Spring Driven Clock Repair Introduction



    First rule is one of the most trickiest to obey and it is this: don't touch the clock too much with your  hands. The gold plating on the pendulum, weight shells, dial and movement get eaten up by the acid from your hands. They will end up with black marks wherever hands touch it. This is not to scare you into not touching it at all, but just to limit the areas you touch, like try to hold the movement by its edges rather than a noticeable spot like the back plate or the shiny area of component such as the dial. Cloth gloves may also be used.

    When a pendulum clock does not keep time in a consistent manner, such as losing or gaining 5 minutes a day, it is adjusted by the nut at the bottom of the pendulum bob. Turn the nut to the right to raise the bob and increase the speed of the clock, or the opposite way to lower the bob and slow time. Turn a couple of revolutions with the nut only, otherwise it will go to far and you will have a hard time getting back to where it was if the clocks time gets way out of wack.

    If it comes down to looking at the clock movement, take off the weights and the pendulum before moving the clock case. This is so the weights don't swing to far and trash the glass in the clock case or the pendulums suspension spring doesn't break off. So remove the weights and pendulum even if your only going to turn the case to get to the back of it.

    Some weight driven clocks are chain driven and some are cable driven, the text is covering more chain then cable but the same principles apply to both unless specified.

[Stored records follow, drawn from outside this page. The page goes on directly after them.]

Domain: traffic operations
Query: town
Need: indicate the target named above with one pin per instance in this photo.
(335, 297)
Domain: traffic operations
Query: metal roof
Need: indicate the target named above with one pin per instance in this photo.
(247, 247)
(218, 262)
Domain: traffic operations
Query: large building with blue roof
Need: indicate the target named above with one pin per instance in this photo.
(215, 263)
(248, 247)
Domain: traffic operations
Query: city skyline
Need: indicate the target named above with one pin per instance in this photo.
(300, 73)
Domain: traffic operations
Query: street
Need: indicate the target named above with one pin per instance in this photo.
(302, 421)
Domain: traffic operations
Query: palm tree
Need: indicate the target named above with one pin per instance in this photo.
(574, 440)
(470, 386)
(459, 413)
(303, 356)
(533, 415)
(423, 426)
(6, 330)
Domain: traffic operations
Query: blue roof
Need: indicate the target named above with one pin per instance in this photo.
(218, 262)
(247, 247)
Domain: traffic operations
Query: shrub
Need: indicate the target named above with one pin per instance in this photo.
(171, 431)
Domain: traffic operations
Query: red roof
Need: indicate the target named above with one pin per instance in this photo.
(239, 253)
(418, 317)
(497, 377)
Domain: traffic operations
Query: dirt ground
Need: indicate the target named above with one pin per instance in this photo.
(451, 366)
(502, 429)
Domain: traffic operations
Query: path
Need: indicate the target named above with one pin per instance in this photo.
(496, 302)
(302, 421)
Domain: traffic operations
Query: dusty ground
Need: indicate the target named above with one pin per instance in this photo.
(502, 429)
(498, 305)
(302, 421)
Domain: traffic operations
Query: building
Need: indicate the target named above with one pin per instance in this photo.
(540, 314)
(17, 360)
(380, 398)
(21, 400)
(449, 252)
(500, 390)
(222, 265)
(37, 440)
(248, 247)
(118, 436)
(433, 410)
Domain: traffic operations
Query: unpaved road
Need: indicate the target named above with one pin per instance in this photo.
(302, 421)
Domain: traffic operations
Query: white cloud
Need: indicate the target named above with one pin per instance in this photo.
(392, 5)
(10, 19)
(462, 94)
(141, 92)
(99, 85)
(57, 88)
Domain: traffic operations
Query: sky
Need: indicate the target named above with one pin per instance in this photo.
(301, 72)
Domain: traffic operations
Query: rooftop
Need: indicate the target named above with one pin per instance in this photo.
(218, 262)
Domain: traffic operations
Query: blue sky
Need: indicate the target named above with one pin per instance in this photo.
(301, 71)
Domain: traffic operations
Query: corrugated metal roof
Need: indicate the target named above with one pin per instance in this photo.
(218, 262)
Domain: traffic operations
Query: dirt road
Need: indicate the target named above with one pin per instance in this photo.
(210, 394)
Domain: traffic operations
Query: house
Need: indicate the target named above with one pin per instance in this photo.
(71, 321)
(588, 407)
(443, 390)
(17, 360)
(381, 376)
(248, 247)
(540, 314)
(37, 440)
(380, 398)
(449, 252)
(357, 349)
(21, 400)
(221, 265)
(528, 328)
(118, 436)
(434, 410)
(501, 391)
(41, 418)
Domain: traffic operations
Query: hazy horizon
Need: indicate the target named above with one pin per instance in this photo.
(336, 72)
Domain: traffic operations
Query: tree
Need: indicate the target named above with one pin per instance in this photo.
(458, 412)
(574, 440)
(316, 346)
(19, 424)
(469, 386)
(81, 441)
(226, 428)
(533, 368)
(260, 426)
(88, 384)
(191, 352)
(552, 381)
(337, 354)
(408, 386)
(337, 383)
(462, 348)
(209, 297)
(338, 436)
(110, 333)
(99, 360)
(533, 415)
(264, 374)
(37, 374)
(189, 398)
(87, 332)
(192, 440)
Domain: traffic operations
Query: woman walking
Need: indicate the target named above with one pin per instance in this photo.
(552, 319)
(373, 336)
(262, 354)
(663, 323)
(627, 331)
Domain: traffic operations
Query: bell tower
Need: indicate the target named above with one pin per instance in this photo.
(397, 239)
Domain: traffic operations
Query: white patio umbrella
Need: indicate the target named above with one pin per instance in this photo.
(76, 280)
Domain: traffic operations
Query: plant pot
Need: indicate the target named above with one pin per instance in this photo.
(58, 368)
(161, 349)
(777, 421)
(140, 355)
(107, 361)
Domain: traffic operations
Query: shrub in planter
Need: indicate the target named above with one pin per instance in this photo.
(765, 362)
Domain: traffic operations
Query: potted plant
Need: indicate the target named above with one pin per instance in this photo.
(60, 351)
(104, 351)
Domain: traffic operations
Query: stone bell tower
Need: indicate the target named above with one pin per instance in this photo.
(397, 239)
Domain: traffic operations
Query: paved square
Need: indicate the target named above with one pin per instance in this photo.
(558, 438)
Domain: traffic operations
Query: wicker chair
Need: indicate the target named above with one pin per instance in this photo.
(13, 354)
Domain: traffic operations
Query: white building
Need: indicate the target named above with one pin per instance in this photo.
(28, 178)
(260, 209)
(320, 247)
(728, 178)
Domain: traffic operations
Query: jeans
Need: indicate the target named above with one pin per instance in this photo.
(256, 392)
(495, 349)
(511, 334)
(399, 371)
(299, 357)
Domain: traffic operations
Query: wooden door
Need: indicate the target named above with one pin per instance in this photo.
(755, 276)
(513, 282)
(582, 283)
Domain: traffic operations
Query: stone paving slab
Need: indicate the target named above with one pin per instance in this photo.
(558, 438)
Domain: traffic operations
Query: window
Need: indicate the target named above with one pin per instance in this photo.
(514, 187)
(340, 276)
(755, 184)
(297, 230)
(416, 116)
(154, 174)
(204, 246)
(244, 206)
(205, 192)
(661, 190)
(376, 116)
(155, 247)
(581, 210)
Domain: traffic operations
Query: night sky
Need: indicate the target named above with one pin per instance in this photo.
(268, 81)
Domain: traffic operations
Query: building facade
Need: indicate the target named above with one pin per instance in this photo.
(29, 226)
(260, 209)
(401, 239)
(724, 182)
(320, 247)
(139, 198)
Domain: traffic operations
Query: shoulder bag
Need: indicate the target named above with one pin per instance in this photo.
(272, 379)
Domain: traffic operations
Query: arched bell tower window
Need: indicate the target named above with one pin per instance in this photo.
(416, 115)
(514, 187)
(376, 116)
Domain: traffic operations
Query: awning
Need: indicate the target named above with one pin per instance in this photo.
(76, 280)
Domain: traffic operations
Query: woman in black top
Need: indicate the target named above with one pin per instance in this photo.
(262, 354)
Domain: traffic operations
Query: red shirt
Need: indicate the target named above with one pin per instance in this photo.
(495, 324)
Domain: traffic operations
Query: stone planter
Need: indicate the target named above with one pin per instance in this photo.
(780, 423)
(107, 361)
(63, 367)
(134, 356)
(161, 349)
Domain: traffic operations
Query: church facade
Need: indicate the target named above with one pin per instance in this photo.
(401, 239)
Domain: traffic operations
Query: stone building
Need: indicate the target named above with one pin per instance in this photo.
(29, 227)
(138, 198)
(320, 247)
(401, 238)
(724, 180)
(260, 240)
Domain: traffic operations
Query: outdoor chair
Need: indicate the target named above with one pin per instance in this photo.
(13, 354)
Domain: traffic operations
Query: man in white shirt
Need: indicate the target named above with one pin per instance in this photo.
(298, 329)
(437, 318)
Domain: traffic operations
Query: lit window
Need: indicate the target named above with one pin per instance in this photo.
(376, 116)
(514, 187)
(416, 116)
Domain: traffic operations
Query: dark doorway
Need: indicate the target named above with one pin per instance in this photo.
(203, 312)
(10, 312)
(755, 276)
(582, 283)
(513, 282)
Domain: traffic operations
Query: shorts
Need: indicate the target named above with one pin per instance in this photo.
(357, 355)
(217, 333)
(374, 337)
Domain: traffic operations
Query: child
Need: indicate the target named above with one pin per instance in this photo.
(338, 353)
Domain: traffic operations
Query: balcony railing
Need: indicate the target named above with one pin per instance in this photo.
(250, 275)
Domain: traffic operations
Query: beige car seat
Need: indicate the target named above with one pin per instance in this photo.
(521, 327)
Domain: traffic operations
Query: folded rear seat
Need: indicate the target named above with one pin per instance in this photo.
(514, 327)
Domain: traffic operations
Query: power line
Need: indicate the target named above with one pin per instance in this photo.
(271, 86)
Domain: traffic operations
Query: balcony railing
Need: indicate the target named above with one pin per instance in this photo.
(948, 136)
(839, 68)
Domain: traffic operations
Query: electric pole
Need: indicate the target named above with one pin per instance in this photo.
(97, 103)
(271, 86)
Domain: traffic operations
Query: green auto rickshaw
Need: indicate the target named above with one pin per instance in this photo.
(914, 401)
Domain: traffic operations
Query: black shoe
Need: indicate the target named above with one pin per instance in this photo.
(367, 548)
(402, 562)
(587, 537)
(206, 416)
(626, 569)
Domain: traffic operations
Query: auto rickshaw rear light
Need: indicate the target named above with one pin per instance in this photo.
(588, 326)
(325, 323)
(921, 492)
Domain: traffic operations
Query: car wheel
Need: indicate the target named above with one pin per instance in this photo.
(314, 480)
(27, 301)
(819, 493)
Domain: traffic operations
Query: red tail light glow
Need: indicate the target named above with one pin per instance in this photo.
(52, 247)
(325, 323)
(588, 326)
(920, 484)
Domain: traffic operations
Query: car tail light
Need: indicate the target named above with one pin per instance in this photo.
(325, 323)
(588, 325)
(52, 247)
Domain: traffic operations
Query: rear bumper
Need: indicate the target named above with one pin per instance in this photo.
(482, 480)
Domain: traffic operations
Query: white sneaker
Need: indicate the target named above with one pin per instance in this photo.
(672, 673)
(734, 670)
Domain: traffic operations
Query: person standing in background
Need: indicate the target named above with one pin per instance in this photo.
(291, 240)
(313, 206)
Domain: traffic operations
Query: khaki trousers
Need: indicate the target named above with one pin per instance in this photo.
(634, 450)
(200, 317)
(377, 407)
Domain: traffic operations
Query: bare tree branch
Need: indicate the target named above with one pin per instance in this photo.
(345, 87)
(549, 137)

Note on replacing rather than repairing

   If your clock was made from around 1965 to the present day, there is hope to get a new movement to replace your old one. Replacing is better than repairing because the new movements are free from bushing wear and usually the maker of the movements improve them over time. To pay someone to overhaul a movement that is still made does not make sense because the cost would be about the same to get a brand new unit. We often charge even more to overhaul a movement then we sell new ones for. This is because of the time and effort involved with the overhaul.